Собери цепочку вызовов глубиной 3-4 слоя, которая схлопывается в metastable retry storm под коротким outage зависимости, затем добавь jitter, retry budget и circuit breaker, чтобы тот же outage остался blip'ом — доказывая каждый шаг измерениями, а не утверждениями.
- Таблица до/после: пиковая частота вызовов зависимости (как кратность базы), отношение retry-к-исходным, время восстановления после устранения триггера и p99-задержка — всё измерено под идентичным впрыснутым outage, не на глаз.
- Базовый прогон доказуемо показывает метастабильность: частота вызовов зависимости держится повышенной и запросы продолжают сбоить после конца 8-секундного outage, пока ты насильно не снизишь нагрузку.
- Со всеми включёнными защитами пиковая нагрузка на зависимость в полном outage держится в пределах ~10% над базой (retry budget держит), и breaker наблюдаемо открывается, затем через half-open-пробу возвращается в closed.

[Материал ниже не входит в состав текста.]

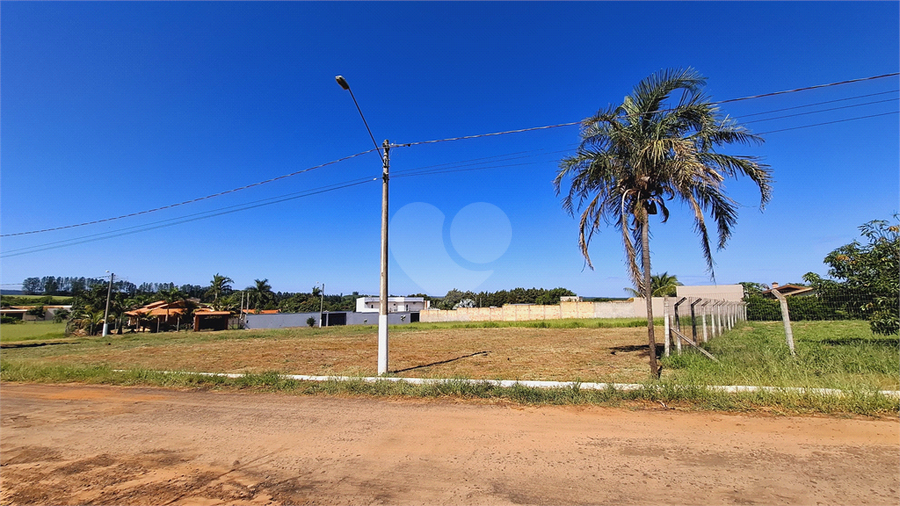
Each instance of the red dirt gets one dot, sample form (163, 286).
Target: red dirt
(77, 444)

- Абзац-разбор, объясняющий, какая защита ограничила какое свойство (jitter -> тайминг, budget -> объём, breaker -> окно восстановления, идемпотентность/дедлайн -> бесполезная работа) и почему одного backoff было недостаточно.
- Добавь страницу on-call-runbook: как распознать metastable retry storm по четырём панелям, почему охота за устранённым триггером — ловушка, и playbook load-shed / breaker / restart для форсирования восстановления.
- Сделай вызов зависимости неидемпотентным (например, он инкрементит счётчик), добавь ключ идемпотентности и покажи, что ретраи больше не применяют эффект дважды под storm.
- Прогони свип по числу ретраев (1, 2, 3) и глубине цепочки (2, 3, 4) и построй измеренную пиковую нагрузку зависимости против предсказанной кривой retries^depth, чтобы эмпирически подтвердить геометрический закон.
- Сравни full jitter, equal jitter и без jitter под той же толпой и воспроизведи результат AWS: варианты с jitter завершаются за гораздо меньшее общее число вызовов с меньшим временем восстановления, чем фиксированный backoff.
Это цикл, который ты прогоняешь в каждом реальном retry-инциденте: воспроизведи storm и подтверди, что он метастабилен (он переживает триггер), измерь fan-out против retries^depth, затем ограничь каждое свойство правильным инструментом — jitter для тайминга, retry budget ~10% для объёма, circuit breaker для окна восстановления, идемпотентность и проброс дедлайна для бесполезной работы — и проверь числами до/после под идентичным outage. Сделав это раз на игрушечной цепочке, ты доводишь production-версию до мышечной памяти: ты мгновенно узнаешь сигнатуру и потянешься к снижению нагрузки, а не к устранённому триггеру.